I felt like a spare part in the family, that mum and dad were there for each other, and I was not part of that inner relationship. I used to feel loved at birthdays and Christmases when I got presents and, yes, my parents went to a lot of trouble to get me some fantastic presents. It reassured me in December and September each year that all was okay and I had parental approval. Whether I had love, I wasn’t sure. My mum used to complain bitterly about how awful giving birth was and later, when I was a teenager, my father told me (as I mentioned in an earlier post) that he could have made something of himself if I hadn’t been around. But, as I pointed out to him, he and mum were responsible for my conception, not me, and I wasn’t going to take on board that thoroughly rotten comment.
Now I have to say that, for my family, I was very intelligent and fulfilling expectations of a working-class family to do well, particularly after World War 11 when many people had lost dreams and experienced difficult lives. I had the added pressure that my father had been very clever and had been denied the opportunity to go on to higher education due to his family’s poverty. On the other hand, it went without saying that, if Dad’s elder brother, John, the family favourite, had been as bright as my Dad, they would have found the money to fund his higher education.
Liar, Liar, Pants on Fire
At least, I think that’s the case. Because I was to realise in later life that my father was a liar, a first-class con man and he would rip off his closest friend if he could make money out of him or her.
The irony is that I went through my childhood with the label of “liar” hanging over me, and all over a storm in a teacup. When I was about four-and-a-half years old, I was talking to my friends at the window who asked me to come out to play. I told them I couldn’t but in talking to them through the window, I managed to pull down the lace curtain which used to cover the lower windows in those days.
Looking back, any normal child would have told their parents what had happened and the curtain would have been hung up again. But I was terrified because I’d done something wrong and tried to fix it myself. My father crept up on me, found what I was doing, gave me a hiding and I ran downstairs to our basement kitchen, bawling my eyes out and hiding under the kitchen table. My mother didn’t talk to me or console me in any way which was devastating.
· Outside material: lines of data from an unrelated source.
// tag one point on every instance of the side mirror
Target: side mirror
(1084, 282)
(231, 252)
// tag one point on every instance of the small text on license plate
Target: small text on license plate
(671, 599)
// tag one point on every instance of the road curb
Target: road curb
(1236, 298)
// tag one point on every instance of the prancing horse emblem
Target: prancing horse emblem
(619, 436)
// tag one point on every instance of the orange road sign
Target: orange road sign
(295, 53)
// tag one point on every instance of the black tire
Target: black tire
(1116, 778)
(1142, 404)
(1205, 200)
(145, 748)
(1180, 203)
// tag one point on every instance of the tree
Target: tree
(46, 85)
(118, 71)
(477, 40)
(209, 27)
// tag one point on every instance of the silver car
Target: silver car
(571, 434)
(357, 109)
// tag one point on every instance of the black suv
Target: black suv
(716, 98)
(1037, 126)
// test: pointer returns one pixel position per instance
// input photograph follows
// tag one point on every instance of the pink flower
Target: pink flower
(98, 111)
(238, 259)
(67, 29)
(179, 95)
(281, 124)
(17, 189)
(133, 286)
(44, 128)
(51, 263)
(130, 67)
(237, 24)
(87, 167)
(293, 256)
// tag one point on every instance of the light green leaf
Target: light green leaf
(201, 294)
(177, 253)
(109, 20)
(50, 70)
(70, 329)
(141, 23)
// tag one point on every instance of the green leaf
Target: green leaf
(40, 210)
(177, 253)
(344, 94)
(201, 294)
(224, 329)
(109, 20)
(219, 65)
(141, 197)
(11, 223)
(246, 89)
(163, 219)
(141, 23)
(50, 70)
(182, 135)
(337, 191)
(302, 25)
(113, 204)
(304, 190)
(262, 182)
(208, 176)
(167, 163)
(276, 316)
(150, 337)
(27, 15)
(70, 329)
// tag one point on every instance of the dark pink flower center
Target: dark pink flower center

I was so scared at my parents’ reaction that, when they asked who’d pulled the curtain down, I said it was my friend’s older sister, justifying in my child’s mind that the sister had been urging me to come outside and if she hadn’t, I would have not pulled the curtain down. My parents went storming down to my friend’s house to rant on about Jenny (and I expect my friend’s parents though my mum and dad had really over-reacted!), and it was only a week later I confessed that I’d been the culprit.
Now it’s likely that a more sturdy, outgoing child would have shrugged their shoulders over the kerfuffle and got on with their lives without worrying too much. But I was extremely sensitive, a lonely only child, and I bottled it up inside. Added to this, from that day on my father accused me of being a liar at the drop of a hat; threatened to put me over his knee and give me a hiding, again at the drop of a hat; and was extremely strict about where I went, when I went and what time I got home.
Finally, when I was about fourteen, as I mentioned in another post, when Dad threatened me with his usual words: “You’re not too old to put over my knee and give you a hiding” I stared back at him and told him that if he so much as touched me again I’d pack up, move out of the house and my parents would never see me again. He could see I meant it and, as bullies do when you stand up to them, never mentioned giving me a hiding again.